Overview
The Recognition Processor (RecProcessor) performs text recognition (OCR) on text images. It converts images of text into readable strings using character dictionaries and CTC (Connectionist Temporal Classification) decoding.
Source: retto-core/src/processor/rec_processor.rs
RecProcessor
The main recognition processor that extracts text from images.
Constructor
pub fn new(config: &RecProcessorConfig, character: &RecCharacter) -> Self
config
&RecProcessorConfig
required
Recognition processor configuration
Character dictionary for text decoding. Maps model outputs to text characters.
Process Method
fn process<F>(
&self,
images: &Vec<ImageHelper>,
worker_fun: F,
) -> RettoResult<RecProcessorResult>
where
F: FnMut(Array4<f32>) -> RettoResult<Array3<f32>>
Processes a batch of text images to extract recognized text.
images
&Vec<ImageHelper>
required
Immutable reference to a vector of images to recognize. These should be cropped text regions (e.g., from detection results).
Worker function that runs model inference on preprocessed batches. Takes a 4D tensor (batch × channels × height × width) and returns a 3D tensor (batch × sequence × classes).
Recognition results containing recognized text and confidence scores for each image
RecProcessorConfig
Configuration structure for the recognition processor.
Fields
character_source
RecCharacterDictProvider
required
Identifies the provider of the model dictionary source. Specifies where to load the character dictionary from.
image_shape
[usize; 3]
default:"[3, 48, 320]"
Image size during recognition as [channels, height, width]. Text images are resized to this shape before processing.
Batch size for recognition. Images are processed in batches of this size for efficiency.
Default Configuration
The default configuration varies by platform and features:
// With hf-hub feature (Hugging Face Hub)

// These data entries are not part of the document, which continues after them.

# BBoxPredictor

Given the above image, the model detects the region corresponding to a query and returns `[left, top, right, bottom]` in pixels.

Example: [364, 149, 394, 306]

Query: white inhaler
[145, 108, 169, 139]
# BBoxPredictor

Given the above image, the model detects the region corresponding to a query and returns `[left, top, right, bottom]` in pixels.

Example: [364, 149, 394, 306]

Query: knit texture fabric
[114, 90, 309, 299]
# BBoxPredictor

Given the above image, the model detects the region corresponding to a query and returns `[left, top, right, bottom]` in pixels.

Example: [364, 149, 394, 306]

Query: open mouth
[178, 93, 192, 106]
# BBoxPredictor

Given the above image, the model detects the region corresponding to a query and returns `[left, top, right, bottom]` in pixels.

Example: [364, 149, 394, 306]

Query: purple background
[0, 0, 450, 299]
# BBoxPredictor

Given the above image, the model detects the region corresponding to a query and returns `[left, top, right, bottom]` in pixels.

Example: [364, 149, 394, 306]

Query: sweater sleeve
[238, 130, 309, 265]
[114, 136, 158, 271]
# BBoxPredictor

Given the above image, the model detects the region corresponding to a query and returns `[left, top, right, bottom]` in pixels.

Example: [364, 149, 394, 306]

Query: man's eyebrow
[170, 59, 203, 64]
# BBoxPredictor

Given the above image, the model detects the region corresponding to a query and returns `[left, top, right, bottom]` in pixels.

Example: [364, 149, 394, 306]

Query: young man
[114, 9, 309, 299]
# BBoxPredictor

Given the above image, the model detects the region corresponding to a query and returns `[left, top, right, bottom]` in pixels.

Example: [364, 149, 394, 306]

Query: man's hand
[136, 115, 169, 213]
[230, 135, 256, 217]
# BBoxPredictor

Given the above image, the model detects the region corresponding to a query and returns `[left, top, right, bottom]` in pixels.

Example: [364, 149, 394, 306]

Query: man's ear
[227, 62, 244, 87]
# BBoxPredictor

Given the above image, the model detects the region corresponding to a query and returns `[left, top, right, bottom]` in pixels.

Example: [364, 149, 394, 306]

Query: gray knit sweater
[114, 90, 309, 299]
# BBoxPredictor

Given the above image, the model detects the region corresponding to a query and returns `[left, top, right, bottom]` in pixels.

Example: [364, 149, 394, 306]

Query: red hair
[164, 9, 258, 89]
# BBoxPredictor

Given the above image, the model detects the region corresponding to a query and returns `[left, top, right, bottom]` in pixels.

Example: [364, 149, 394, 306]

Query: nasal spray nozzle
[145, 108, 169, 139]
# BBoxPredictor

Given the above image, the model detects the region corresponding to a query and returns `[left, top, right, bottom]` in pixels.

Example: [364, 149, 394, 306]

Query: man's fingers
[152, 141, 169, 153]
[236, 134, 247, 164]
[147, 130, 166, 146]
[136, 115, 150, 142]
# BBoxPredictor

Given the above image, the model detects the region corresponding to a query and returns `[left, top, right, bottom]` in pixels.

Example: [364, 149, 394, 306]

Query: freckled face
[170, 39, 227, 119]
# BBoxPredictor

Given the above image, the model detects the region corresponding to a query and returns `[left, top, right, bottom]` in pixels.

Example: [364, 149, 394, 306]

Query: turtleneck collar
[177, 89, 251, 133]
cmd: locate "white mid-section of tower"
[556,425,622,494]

let config = RecProcessorConfig {
character_source: RecCharacterDictProvider::OutSide(
RettoWorkerModelSource::HuggingFace {
repo: "pk5ls20/PaddleModel",
model: "retto/onnx/ppocr_keys_v1.txt",
}
),
image_shape: [3, 48, 320],
batch_num: 6,
};
// Without hf-hub feature (local file)
let config = RecProcessorConfig {
character_source: RecCharacterDictProvider::OutSide(
RettoWorkerModelSource::Path("ppocr_keys_v1.txt".into())
),
image_shape: [3, 48, 320],
batch_num: 6,
};
// WebAssembly with download-models feature (embedded)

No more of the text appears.